A ce jour, nous ne savons pas si nous allons bénéficier de ressources ou d’appuis techniques provenant de Suisse. Quoi qu’il en soit, FIYTA repose sur la culture chinoise et en misant sur la qualité et le style, nous sommes convaincus de poursuivre notre «success story». Dans une industrie aussi spécialisée que l’horlogerie, nous ne pouvons pas simplement offrir un meilleur rapport qualité-prix pour conquérir le marché, comme la Chine le fait dans d’autres secteurs. L’approche est plus complexe. Nous avons profité de la longue expérience suisse et de sa tradition, mais nous avons également beaucoup puisé dans la culture horlogère chinoise. Cette rencontre, je crois, est la clé de notre succès auprès de la clientèle.

Votre collection compte beaucoup de séries limitées…
C’est une spécialité suisse. Parmi les horlogers chinois, nous jouons là un rôle de pionnier. A l’avenir, nous multiplierons les séries limitées, qu’il s’agisse d’événements actuels ou historiques de Chine. C’est presque un puits sans fin.

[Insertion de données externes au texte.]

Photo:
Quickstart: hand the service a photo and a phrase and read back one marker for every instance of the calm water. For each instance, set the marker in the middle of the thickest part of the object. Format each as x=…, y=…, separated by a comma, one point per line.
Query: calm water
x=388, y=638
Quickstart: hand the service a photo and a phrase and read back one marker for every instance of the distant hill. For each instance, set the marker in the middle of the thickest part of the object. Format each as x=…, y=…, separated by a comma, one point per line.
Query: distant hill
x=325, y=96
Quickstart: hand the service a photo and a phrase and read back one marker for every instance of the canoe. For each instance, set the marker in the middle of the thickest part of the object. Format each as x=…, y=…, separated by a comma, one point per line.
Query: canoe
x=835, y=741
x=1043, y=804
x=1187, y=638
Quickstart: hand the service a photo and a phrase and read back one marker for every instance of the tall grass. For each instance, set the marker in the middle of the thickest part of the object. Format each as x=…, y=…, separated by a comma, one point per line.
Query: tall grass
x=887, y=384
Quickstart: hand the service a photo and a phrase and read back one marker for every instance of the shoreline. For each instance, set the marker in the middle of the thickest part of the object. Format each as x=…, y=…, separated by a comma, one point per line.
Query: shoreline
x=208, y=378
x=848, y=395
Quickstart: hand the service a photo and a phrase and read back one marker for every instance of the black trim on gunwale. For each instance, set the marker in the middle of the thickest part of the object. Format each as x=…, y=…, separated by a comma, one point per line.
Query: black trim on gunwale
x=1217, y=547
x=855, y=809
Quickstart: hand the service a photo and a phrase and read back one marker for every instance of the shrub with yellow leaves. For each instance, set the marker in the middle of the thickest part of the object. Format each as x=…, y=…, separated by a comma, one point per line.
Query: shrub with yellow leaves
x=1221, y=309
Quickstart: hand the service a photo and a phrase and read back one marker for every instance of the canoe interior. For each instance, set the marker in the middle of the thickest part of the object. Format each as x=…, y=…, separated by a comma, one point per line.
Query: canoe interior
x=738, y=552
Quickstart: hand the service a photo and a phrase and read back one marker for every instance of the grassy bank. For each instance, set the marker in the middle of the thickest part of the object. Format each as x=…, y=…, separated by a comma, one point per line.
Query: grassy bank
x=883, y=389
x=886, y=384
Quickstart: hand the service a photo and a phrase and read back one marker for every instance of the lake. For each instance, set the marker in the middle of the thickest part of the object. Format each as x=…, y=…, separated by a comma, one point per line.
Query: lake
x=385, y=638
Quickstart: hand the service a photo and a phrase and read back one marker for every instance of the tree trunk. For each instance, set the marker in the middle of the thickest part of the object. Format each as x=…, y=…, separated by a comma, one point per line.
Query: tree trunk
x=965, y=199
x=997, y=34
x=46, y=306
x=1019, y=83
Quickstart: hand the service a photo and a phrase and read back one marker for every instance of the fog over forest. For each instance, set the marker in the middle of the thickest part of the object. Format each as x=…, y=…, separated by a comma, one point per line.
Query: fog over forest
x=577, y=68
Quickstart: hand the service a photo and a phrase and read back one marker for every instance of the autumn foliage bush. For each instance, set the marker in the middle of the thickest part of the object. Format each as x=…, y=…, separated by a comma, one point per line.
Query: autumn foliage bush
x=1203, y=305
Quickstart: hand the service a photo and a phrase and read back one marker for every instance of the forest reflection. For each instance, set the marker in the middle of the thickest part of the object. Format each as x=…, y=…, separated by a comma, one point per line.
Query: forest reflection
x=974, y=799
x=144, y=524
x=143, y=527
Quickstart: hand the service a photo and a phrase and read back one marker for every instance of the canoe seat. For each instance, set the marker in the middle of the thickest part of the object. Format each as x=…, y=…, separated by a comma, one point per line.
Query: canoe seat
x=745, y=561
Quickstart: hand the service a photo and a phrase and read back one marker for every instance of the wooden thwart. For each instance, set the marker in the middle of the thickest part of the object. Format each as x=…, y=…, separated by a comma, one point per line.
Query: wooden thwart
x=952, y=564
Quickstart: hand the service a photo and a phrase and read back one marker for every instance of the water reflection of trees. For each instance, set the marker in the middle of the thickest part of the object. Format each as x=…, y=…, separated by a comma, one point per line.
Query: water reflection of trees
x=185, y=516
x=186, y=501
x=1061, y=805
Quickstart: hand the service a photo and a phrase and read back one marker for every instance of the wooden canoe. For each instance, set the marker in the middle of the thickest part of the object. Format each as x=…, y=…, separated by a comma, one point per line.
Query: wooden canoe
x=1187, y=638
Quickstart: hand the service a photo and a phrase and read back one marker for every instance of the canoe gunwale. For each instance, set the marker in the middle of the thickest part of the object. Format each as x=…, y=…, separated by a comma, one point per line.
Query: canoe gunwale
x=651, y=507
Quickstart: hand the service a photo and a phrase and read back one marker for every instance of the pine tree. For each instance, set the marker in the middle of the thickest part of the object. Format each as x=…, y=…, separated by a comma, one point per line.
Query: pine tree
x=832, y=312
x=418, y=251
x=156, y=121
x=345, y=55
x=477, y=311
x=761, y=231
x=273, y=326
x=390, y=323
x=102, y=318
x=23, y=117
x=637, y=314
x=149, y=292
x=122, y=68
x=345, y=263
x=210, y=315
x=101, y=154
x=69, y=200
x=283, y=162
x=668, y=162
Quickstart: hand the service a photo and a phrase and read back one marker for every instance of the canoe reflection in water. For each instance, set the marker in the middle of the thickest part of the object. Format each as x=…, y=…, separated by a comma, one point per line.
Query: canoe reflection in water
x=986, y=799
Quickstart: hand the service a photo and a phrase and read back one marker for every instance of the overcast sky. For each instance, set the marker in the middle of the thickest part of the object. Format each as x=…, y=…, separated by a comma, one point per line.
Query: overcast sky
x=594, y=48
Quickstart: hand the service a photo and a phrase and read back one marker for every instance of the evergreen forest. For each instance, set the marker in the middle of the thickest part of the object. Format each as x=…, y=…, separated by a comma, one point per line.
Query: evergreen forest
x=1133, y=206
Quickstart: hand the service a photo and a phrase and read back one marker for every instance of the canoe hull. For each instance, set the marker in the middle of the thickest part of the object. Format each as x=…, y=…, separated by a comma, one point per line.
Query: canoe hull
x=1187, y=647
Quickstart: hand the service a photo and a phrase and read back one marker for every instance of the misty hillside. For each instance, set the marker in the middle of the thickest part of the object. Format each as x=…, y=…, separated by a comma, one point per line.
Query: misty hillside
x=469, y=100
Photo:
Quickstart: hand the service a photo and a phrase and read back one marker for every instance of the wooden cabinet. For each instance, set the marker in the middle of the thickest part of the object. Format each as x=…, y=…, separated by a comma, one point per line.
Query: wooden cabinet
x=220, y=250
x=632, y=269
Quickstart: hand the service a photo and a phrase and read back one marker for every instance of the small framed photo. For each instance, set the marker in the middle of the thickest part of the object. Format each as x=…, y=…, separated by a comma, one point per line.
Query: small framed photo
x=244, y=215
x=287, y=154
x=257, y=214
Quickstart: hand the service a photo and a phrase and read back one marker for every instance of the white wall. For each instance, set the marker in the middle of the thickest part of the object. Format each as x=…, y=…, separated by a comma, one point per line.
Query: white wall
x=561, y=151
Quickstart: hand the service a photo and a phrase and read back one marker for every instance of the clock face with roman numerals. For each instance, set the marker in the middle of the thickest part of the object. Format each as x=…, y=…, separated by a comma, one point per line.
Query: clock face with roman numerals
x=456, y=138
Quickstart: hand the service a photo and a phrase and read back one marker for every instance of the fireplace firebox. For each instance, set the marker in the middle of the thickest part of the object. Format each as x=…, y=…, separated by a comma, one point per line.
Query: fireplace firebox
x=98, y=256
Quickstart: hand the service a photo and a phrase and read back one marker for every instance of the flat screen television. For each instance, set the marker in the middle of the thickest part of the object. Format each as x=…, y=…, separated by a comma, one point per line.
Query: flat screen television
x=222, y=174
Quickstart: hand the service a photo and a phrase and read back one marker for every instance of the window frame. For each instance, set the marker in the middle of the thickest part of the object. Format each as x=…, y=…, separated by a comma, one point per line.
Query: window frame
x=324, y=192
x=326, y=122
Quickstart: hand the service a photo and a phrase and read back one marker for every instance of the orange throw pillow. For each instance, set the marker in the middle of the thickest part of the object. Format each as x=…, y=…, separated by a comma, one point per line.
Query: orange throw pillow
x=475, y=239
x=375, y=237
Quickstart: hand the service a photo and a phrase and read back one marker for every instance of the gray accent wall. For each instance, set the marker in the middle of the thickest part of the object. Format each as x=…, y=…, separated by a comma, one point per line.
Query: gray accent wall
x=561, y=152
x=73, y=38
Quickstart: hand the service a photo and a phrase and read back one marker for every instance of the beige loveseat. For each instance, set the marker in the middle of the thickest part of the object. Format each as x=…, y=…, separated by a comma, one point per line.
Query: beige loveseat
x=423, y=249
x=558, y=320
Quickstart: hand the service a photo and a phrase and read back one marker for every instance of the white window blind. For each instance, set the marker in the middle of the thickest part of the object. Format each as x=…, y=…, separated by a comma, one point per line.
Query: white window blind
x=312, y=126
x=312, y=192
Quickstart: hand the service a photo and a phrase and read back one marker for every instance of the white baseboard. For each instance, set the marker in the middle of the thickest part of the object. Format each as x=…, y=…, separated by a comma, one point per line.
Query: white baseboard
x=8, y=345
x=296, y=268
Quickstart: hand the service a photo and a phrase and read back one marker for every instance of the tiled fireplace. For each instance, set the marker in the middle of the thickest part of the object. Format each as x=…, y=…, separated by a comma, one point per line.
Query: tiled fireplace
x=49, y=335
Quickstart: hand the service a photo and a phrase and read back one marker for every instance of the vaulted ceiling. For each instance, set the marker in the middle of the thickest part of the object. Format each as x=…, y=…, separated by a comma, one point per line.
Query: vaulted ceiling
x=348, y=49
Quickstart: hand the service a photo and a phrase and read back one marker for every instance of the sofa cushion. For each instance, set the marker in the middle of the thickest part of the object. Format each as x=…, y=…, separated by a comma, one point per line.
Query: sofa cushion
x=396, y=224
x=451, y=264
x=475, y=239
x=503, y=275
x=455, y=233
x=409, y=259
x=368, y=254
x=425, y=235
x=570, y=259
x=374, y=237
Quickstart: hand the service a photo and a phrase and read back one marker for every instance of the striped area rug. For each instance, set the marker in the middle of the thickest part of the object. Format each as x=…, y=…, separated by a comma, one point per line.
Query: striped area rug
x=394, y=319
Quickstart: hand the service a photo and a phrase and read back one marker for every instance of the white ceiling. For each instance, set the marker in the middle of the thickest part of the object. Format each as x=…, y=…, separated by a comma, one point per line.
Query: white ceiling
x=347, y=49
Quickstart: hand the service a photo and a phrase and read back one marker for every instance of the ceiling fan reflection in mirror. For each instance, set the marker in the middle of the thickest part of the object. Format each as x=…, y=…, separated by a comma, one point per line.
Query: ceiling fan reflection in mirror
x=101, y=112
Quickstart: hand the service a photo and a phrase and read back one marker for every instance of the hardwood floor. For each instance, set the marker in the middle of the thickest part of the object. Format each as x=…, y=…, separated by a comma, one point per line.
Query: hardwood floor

La manufacture de montres FIYTA est-elle rentable ou sert-elle de carte de visite aux nombreuses activités du géant CATIC?
Nos montres ont propulsé la holding en bourse de Hong Kong et Shenzhen dès 1993. Avec l’arrivée des marques internationales en Chine en 1996, FIYTA a dû redoubler d’efforts mais en a aussi profité grâce à notre chaîne de magasins représentant désormais 70 marques suisses. Depuis cinq ans, les montres FIYTA ont progressé de 20% par an et nous allons atteindre 300 000 pièces annuelles. En cumulant nos deux activités, montres et magasins multimarques, nous avons enregistré en 2009 une progression de 40%!

tourbillon

Finalement, plus vous vendez de montres suisses, plus FIYTA gagne de l’argent?
Absolument! Et pour la culture de FIYTA, c’est aussi une chance de représenter les montres suisses. Cela nous a permis de trouver notre propre style.

Vos montres dame sont des modèles homme en réduction. Les Chinoises sont-elles friandes de chronographes et autres complications, comme c’est la tendance en Europe?
Au travers de nos 40 magasins disséminés dans toutes les grandes métropoles chinoises, nous sentons également arriver cette mode. Toutefois, le marché chinois a un temps de retard sur l’européen. Alors, nous nous y préparons!